Geopy is a useful python package to deal with spatial data, such as locating the coordinates of addresses, cities, countries, and landmarks or reverse. In the Two Sigma Connect Competition in Kaggle, I found that some of the given latitude longitude do not match the addresses, so I use Geopy to clean the mismatched latitude and longitude of rental listings.
Import Packages and Read Data
I am working with rental listings in New York City, the addresses should be in NYC, so I append 'New York City' to the addresses ensure its accuracy.

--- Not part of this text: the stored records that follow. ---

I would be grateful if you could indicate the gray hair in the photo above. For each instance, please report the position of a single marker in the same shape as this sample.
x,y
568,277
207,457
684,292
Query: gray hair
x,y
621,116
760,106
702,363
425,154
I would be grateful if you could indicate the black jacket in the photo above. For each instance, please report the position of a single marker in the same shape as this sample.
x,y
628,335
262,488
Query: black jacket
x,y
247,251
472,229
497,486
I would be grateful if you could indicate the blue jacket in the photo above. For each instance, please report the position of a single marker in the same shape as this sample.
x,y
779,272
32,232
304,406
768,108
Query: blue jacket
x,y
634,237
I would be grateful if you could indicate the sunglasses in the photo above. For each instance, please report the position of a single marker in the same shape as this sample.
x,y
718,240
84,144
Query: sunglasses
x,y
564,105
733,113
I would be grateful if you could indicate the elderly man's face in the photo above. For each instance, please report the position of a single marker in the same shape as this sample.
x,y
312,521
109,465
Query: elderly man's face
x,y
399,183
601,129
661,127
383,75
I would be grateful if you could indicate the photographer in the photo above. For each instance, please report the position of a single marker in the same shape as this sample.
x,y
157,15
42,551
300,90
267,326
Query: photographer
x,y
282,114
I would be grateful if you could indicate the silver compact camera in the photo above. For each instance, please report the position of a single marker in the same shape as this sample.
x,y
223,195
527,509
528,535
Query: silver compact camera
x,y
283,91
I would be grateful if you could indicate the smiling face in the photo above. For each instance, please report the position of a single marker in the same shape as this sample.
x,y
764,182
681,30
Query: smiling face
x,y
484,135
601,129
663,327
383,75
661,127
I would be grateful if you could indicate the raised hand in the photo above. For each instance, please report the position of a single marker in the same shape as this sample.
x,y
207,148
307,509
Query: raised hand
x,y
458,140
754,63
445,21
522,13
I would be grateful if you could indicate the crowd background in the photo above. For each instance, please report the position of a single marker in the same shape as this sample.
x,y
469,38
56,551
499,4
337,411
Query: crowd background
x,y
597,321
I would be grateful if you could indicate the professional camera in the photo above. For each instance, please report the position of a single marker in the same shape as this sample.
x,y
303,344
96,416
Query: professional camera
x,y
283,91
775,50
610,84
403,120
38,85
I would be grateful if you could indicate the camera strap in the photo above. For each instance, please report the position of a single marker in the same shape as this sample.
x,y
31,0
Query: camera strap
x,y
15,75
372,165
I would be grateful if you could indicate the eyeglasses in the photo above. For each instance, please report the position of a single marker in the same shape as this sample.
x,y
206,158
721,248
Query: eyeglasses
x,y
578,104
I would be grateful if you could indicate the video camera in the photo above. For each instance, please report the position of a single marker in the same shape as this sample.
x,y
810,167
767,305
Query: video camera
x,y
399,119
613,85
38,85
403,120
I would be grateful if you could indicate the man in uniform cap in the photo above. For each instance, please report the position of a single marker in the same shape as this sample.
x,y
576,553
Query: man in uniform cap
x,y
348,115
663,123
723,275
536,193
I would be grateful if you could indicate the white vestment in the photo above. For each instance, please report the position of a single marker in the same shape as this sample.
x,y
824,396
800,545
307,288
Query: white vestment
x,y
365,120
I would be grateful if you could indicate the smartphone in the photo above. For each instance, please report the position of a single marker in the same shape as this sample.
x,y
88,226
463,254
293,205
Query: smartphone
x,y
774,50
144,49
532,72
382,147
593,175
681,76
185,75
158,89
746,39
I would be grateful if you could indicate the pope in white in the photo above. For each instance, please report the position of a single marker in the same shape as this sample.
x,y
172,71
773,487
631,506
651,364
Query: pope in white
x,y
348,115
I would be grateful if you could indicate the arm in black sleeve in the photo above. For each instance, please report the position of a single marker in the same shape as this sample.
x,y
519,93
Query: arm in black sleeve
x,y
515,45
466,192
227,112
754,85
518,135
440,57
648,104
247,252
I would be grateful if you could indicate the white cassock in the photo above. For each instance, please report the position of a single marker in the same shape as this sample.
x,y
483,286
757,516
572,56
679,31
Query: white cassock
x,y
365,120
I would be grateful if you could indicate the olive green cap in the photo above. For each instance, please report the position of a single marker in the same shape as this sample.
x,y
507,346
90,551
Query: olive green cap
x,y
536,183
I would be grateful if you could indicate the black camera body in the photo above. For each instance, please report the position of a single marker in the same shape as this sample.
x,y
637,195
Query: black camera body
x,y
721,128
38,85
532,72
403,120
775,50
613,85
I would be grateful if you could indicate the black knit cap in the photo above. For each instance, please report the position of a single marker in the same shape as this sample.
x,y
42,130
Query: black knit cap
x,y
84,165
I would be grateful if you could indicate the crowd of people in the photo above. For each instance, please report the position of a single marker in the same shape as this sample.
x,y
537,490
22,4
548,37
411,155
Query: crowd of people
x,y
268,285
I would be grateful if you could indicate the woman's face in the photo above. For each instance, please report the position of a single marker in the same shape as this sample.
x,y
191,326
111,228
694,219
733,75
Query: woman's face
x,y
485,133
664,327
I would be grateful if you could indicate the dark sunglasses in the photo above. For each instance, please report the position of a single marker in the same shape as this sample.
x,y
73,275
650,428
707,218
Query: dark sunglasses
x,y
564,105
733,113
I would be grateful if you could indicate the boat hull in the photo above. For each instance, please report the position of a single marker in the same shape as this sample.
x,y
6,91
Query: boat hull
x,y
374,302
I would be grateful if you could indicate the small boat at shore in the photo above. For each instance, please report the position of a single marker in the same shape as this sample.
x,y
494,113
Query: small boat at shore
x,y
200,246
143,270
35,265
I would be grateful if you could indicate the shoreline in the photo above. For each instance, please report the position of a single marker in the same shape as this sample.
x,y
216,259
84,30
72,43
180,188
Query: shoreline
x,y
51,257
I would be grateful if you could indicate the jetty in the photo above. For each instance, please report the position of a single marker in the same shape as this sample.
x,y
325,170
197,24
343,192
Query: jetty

from geopy.geocoders import GoogleV3
bad_location['street_address'] = bad_location['street_address'] + ',New York City'
Geoencoding
There are several geolocation services we can use, such as Google Maps, Bing Maps, or Yahoo Boss. I choose to use Google Maps Geoencoding API (GoogleV3) because it is insensitive to missing information. Using a standard GoogleV3 API, we can have 2,500 free requests per day and 50 requests per second. Before using it, we need to register to get a free API key following this link.
def do_geocode(address):
geolocator = GoogleV3(api_key = 'your_api_key')
try:
location = address.apply(geolocator.geocode)
latitude = location.apply(lambda x: x.latitude)
longitude = location.apply(lambda x: x.longitude)
return (latitude, longitude)
except GeocoderTimedOut:
return do_geocode()
(latitude, longitude) = do_geocode(bad_location['street_address'])
bad_location.loc[:,'latitude'] = latitude
bad_location.loc[:,'longitude'] = longitude
Quite simple, within a few minutes, we can generate the geolocation for the addresses.